The coroutine frame also includes storage of a special object, the coroutine promise, which controls the behaviour of the coroutine. The compiler lowers your coroutine function into a sequence of calls to methods on the coroutine promise object at certain key points within the coroutine body, in addition to the user-written code of the coroutine. The coroutine promise controls the behaviour of the coroutine by implementing the desired behaviour in these methods. For more details about the promise type see the blog-post Understanding the promise type.
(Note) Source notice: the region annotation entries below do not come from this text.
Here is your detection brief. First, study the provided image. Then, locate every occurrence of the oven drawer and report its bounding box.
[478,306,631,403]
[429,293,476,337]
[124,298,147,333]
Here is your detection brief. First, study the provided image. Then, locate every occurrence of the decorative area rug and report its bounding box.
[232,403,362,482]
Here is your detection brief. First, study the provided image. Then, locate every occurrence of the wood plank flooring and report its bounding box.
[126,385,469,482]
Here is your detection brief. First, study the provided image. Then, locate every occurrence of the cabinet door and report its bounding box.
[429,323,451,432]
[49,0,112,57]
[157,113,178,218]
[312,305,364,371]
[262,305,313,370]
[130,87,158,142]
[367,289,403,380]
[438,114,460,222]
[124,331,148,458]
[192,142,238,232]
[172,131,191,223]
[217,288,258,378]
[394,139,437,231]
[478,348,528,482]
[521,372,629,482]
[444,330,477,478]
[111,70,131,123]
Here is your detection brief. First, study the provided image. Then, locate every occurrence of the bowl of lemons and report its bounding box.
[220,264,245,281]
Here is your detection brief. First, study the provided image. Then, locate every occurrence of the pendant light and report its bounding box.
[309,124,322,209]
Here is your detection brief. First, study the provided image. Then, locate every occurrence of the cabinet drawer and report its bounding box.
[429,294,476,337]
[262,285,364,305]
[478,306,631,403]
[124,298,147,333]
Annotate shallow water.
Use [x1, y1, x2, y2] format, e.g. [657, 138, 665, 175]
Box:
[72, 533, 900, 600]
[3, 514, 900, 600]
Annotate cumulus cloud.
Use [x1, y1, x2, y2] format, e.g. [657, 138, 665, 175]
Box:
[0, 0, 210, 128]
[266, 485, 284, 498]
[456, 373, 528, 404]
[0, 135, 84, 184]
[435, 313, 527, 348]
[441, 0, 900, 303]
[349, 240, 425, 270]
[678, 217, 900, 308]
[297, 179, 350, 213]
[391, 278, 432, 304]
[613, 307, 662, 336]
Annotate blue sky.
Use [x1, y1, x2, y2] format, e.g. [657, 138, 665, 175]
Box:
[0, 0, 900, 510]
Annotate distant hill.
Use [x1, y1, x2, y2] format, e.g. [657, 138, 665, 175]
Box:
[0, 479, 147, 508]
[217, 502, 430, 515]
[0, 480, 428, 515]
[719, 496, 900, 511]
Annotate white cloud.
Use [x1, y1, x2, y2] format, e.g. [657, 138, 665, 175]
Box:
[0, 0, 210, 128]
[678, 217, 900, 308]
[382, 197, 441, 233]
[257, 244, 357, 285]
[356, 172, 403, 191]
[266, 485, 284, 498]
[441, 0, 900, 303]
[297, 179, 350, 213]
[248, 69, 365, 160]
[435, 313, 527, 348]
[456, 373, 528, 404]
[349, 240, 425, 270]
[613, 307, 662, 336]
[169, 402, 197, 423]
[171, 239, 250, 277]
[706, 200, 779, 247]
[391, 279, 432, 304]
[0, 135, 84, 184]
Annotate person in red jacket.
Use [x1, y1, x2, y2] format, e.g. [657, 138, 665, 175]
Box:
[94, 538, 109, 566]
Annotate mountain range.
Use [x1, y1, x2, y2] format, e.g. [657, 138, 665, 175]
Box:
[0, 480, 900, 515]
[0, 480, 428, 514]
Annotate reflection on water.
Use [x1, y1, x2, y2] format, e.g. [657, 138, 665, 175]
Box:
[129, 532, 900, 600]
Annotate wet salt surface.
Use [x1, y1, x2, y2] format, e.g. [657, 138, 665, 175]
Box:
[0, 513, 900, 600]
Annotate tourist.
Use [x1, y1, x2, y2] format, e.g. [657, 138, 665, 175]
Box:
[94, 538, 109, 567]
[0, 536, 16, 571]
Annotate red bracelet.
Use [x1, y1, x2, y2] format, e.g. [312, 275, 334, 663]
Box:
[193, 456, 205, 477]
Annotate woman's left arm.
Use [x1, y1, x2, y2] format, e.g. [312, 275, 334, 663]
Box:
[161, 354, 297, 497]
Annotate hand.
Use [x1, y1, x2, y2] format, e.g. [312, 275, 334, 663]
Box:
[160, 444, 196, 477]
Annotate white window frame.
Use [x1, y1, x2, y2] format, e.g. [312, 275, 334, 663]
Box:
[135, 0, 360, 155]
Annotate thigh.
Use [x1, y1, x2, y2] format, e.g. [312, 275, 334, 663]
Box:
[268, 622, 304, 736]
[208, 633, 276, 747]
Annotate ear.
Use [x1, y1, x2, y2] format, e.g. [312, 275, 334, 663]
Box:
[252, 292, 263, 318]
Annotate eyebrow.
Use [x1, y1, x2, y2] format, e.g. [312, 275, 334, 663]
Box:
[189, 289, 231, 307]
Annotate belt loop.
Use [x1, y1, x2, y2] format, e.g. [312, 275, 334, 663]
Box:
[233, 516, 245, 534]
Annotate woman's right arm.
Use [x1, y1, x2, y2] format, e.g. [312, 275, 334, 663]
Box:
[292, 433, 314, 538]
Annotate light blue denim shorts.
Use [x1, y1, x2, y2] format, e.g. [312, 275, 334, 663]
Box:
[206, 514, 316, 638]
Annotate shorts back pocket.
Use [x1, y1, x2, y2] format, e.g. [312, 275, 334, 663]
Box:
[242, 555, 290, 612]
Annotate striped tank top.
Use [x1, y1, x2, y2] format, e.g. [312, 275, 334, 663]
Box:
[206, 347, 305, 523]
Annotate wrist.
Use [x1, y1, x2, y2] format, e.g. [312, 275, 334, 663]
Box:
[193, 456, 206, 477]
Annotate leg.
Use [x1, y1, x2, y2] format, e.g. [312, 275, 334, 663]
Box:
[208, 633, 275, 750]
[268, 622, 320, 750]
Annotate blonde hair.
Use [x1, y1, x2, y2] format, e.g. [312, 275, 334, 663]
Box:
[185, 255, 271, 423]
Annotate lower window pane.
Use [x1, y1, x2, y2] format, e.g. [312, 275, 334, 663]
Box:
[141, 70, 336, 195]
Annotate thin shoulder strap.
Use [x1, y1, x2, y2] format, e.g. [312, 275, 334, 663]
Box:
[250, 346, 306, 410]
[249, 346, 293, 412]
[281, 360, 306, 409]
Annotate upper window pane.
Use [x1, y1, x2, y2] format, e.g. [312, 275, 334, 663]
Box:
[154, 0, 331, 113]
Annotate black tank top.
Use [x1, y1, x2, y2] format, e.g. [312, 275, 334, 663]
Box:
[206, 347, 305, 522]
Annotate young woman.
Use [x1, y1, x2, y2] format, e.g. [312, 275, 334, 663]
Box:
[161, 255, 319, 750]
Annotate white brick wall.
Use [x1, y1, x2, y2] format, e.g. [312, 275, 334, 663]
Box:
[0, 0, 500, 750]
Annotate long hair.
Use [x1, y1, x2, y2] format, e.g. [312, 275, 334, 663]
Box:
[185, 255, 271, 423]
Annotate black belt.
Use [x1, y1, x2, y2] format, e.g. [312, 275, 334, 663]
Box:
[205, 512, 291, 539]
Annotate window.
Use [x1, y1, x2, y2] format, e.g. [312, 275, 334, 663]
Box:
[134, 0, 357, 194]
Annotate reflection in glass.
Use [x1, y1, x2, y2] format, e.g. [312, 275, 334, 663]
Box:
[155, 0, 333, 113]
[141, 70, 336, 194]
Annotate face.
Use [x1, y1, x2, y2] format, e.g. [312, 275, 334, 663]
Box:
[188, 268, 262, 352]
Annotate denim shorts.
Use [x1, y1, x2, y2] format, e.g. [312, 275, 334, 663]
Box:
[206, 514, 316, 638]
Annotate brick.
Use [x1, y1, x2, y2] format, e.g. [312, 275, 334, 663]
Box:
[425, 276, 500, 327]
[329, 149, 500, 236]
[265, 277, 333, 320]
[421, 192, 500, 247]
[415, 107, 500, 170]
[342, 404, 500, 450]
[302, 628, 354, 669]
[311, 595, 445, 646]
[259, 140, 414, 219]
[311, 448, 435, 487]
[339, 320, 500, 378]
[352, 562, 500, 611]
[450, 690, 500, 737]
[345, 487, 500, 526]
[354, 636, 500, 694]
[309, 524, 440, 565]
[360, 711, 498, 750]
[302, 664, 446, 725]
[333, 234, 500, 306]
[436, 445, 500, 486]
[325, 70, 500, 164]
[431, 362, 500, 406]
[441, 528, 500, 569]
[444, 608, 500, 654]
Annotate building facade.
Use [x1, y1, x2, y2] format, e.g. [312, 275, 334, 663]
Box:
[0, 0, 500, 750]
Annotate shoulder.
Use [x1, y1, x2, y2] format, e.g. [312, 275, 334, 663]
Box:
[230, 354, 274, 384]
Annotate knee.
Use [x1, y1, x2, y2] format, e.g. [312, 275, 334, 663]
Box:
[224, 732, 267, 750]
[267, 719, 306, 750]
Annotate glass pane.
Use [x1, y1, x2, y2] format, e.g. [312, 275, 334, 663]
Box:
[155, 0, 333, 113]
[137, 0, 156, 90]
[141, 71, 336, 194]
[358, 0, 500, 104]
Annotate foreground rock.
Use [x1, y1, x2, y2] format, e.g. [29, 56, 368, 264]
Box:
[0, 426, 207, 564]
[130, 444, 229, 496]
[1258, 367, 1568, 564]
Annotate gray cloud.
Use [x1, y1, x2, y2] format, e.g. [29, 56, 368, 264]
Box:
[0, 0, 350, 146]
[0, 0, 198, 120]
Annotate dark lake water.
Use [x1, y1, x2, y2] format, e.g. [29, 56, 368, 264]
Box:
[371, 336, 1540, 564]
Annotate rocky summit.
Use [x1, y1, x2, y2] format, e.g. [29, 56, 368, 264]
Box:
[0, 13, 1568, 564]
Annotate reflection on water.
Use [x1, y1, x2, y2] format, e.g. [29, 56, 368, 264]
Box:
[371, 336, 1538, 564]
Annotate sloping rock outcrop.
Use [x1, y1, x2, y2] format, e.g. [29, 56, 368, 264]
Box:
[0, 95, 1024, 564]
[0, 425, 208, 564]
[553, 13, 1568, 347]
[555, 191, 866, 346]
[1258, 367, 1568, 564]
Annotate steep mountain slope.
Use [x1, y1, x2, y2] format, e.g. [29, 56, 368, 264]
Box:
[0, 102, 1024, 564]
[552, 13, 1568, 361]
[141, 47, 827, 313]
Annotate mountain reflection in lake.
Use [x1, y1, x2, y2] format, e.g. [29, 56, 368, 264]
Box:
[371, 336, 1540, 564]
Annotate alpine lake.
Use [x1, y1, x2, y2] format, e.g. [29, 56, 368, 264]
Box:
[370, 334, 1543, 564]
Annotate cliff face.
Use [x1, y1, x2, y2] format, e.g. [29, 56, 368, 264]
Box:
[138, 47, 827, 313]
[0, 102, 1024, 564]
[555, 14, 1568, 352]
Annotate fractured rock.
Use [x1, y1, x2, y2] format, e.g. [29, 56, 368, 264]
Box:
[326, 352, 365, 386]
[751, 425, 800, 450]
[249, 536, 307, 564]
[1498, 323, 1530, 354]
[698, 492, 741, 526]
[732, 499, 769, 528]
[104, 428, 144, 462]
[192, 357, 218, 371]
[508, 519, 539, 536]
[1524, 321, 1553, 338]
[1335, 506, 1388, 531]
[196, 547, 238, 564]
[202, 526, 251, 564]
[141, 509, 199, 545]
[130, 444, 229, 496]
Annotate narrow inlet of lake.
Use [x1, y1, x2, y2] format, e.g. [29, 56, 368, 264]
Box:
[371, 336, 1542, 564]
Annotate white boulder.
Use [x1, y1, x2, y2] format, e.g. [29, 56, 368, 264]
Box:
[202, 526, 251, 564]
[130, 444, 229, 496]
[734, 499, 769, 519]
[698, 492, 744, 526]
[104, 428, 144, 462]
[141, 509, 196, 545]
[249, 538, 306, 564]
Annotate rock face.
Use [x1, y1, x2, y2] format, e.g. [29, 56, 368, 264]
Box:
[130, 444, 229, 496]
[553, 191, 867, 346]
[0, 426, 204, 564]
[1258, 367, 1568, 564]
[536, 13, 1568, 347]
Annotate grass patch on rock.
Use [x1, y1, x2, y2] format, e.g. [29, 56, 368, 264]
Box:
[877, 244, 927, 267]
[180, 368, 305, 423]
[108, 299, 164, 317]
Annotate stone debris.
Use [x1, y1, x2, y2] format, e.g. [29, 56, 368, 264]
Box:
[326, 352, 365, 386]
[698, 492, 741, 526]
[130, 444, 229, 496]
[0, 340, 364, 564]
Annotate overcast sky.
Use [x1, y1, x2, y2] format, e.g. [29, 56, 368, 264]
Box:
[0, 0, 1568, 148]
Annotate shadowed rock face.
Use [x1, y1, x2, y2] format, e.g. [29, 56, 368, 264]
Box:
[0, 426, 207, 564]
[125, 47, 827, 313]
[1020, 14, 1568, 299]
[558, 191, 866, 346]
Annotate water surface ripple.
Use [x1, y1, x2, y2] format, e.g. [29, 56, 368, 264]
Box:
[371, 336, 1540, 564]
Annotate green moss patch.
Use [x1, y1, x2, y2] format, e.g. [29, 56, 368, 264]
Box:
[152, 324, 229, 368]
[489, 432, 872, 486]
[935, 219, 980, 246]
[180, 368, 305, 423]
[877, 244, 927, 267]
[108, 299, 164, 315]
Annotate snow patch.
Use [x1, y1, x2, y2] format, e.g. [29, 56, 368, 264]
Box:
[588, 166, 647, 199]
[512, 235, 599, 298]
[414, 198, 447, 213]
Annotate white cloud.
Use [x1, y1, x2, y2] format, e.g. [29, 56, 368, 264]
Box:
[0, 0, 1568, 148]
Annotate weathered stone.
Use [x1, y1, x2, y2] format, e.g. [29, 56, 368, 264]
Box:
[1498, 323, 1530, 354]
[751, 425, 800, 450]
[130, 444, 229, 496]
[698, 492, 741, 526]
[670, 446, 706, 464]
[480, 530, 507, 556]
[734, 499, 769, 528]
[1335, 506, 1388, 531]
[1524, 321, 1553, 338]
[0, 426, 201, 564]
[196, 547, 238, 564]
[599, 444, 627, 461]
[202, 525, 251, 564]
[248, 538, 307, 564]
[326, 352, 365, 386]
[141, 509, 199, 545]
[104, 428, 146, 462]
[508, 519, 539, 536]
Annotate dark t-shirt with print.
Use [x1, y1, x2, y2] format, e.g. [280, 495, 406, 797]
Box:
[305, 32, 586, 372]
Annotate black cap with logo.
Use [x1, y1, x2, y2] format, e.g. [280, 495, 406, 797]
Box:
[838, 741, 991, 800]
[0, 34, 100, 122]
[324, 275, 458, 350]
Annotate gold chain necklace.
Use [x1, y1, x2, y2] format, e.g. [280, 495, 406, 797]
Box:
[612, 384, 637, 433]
The promise type is determined based on the signature of the coroutine function and for most coroutine types is based solely on the return-type of the coroutine. This allows coroutines that return a given return type (eg. folly::coro::Task<T>) to store additional per-coroutine-frame data within the coroutine frame by adding data members to the promise type.

For the clang implementation, the layout of a coroutine frame for a given coroutine function looks a bit like this:

struct __foo_frame { using promise_type = typename std::coroutine_traits<Ret, Arg1, Arg2>::promise_type; void(*resumeFn)(void*); // coroutine_handle::resume() function-pointer void(*destroyFn)(void*); // coroutine_handle::destroy() function-pointer promise_type promise; // coroutine promise object int suspendPoint; // keeps track of which suspend-point coroutine is suspended at char extra[458]; // extra storage space for local variables, parameters, // temporaries, spilled registers, etc.
}; 

When a coroutine is suspended, all of the state for that coroutine invocation is stored in the coroutine frame and there is no corresponding stack frame. However, when a coroutine is resumed on a given thread, this activates a stack frame for that coroutine on that thread’s stack (like a normal function) and this stack frame is used for any temporary storage whose lifetime does not span a suspend point.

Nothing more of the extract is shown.